G r ø d a l a n d s t u n e t | You know those places you keep returning to just to make sure they're still there? To me, this old farm is one of those places. It's a typical coastal farm on my native shores, where people have made a living through generations by farming, fishery, kelping and shipwrecks. This is the oldest of two dwellings on the farm. The original part of it date back to 1715, and it was extended twice, in 1791 and 1848. It was inhabited up until the Second World War.
Timber from stranded ships can be seen throughout the house. This was very common on these windswept, treeless shores, where ship timber was auctioned off as much needed building materials. From the west facing windows there are stunning views to the sea, where the coastal farmer spent a considerable amount of time fishing.
This beautiful space, 'stova' (the living room), was orientated towards the ocean in the west. The ocean was an important part of the livelihood of the inhabitants but was also a great source of concern when the weather played up. The Jærhouses opened up to the west, this is where the largest windows were. The west facing windows in this house have traces of shutters. In 1705 a new law was introduced, which demanded black- outs after dark to prevent ships from mistaking lit windows for beacons.

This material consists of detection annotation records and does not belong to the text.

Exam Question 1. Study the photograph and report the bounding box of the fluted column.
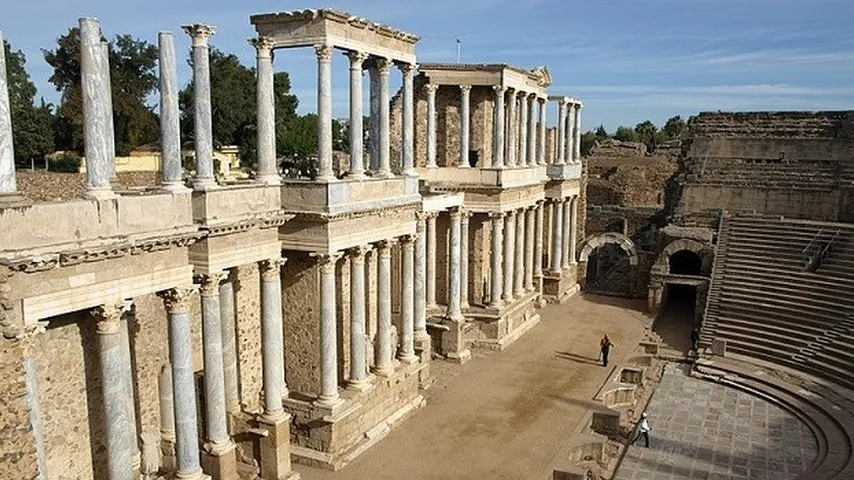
[400,63,418,177]
[525,93,537,167]
[397,235,418,363]
[505,89,519,167]
[518,92,528,167]
[569,195,578,265]
[502,211,516,303]
[427,213,437,310]
[92,302,136,480]
[157,32,187,191]
[317,254,341,407]
[537,98,549,165]
[249,37,282,185]
[513,209,525,298]
[561,198,569,267]
[374,240,394,376]
[376,58,392,178]
[219,274,240,413]
[492,86,507,168]
[183,24,216,190]
[550,199,563,275]
[534,200,545,278]
[524,207,536,292]
[448,209,463,320]
[347,50,368,180]
[458,85,471,168]
[259,258,288,422]
[413,216,430,344]
[80,18,115,199]
[424,83,439,167]
[555,99,566,165]
[489,213,504,308]
[314,45,335,182]
[161,288,203,479]
[348,247,369,390]
[460,211,471,309]
[573,102,583,163]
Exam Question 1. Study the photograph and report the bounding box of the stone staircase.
[701,215,854,388]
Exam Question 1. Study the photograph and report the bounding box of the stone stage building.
[0,10,583,479]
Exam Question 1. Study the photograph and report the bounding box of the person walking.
[599,333,614,367]
[632,412,652,448]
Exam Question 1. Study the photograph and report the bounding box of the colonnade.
[547,195,579,275]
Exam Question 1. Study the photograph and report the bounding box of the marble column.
[0,31,18,196]
[459,85,471,168]
[427,212,438,310]
[524,207,536,292]
[92,302,136,480]
[377,58,392,178]
[374,240,394,376]
[525,93,537,167]
[489,212,504,308]
[219,273,240,413]
[157,32,187,191]
[549,199,563,275]
[347,247,368,390]
[424,83,439,168]
[460,211,471,310]
[397,235,418,363]
[534,200,544,278]
[259,258,288,423]
[448,208,463,320]
[518,92,528,167]
[80,18,115,200]
[200,272,231,453]
[573,103,582,163]
[569,195,578,265]
[161,288,204,479]
[555,99,566,165]
[249,37,282,185]
[492,85,507,168]
[314,44,335,182]
[183,24,216,190]
[502,211,516,303]
[537,98,549,165]
[400,63,418,177]
[505,89,519,168]
[513,209,525,298]
[347,50,368,180]
[413,212,430,344]
[561,198,570,267]
[317,254,341,407]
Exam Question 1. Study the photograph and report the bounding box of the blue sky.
[0,0,854,131]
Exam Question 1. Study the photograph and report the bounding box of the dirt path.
[294,296,651,480]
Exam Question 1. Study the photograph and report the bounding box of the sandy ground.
[294,295,652,480]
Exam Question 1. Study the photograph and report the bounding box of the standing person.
[632,412,652,448]
[691,327,700,352]
[599,333,614,367]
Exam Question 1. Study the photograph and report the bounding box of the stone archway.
[578,232,638,297]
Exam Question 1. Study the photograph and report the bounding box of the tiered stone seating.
[702,215,854,388]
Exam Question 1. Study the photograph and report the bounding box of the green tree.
[42,28,158,155]
[635,120,658,152]
[3,40,53,164]
[614,125,637,142]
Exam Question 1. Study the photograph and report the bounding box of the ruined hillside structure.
[0,10,584,479]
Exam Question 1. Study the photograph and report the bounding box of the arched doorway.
[579,232,638,297]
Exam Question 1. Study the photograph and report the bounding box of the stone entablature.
[249,9,420,64]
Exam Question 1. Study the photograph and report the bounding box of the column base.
[258,414,299,480]
[202,442,237,480]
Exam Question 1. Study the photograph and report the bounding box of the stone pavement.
[294,295,651,480]
[615,364,818,480]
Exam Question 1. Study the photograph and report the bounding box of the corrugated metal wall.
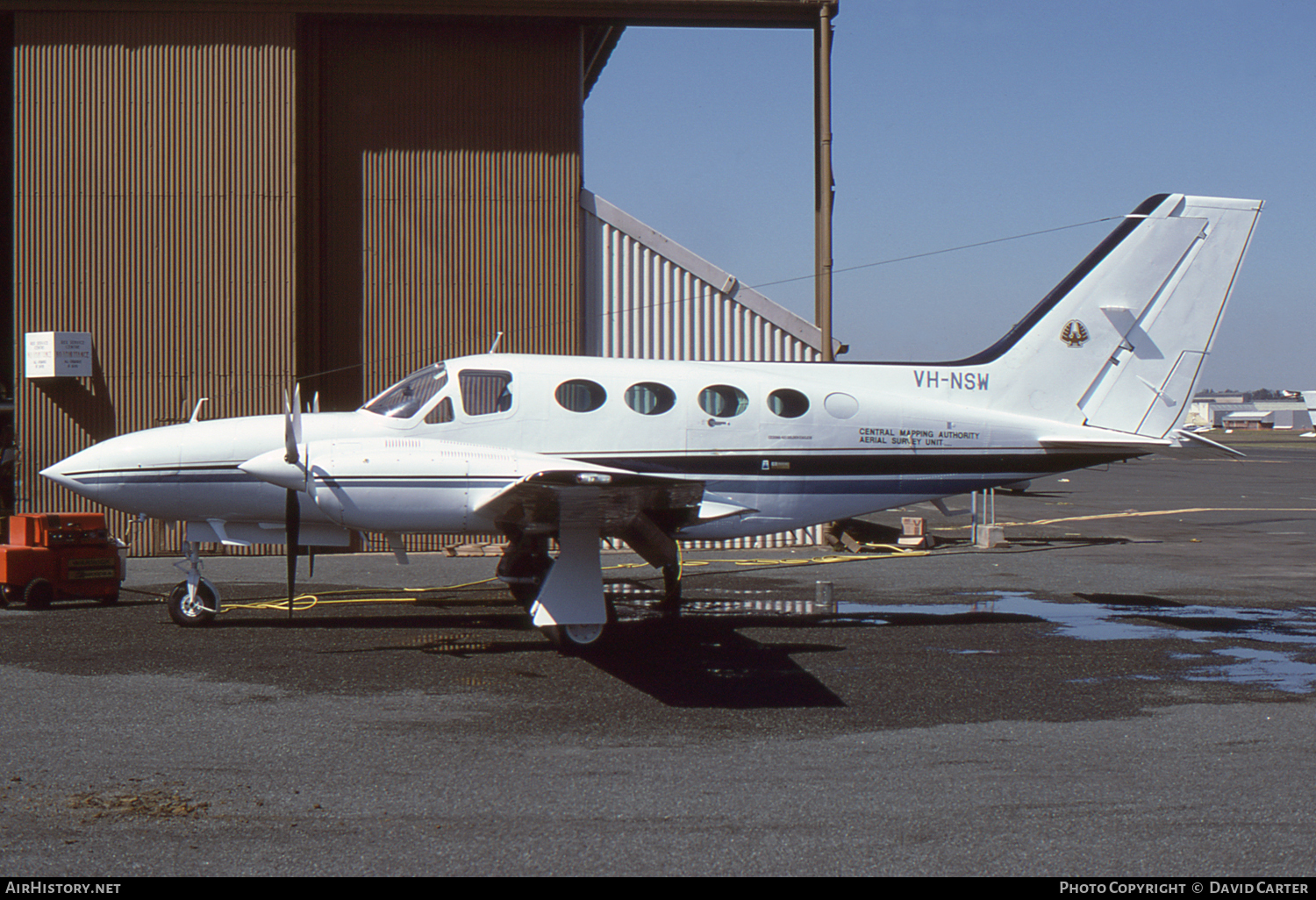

Stova was an all purpose room where all the daily domestic activities took place, where the family had all their meals and where they slept. Notice the box bed to the right, which was used by the farmer and his wife. The room was heated by an iron stove, 'bileggeren', which was fuelled with peat from the kitchen hearth. These iron stoves came to Jæren early, already in the 1600s, which shows us that the area had regular contact with the outside world. Buying one was a big investment, but they were ideal for burning peat and were widespread on this coast.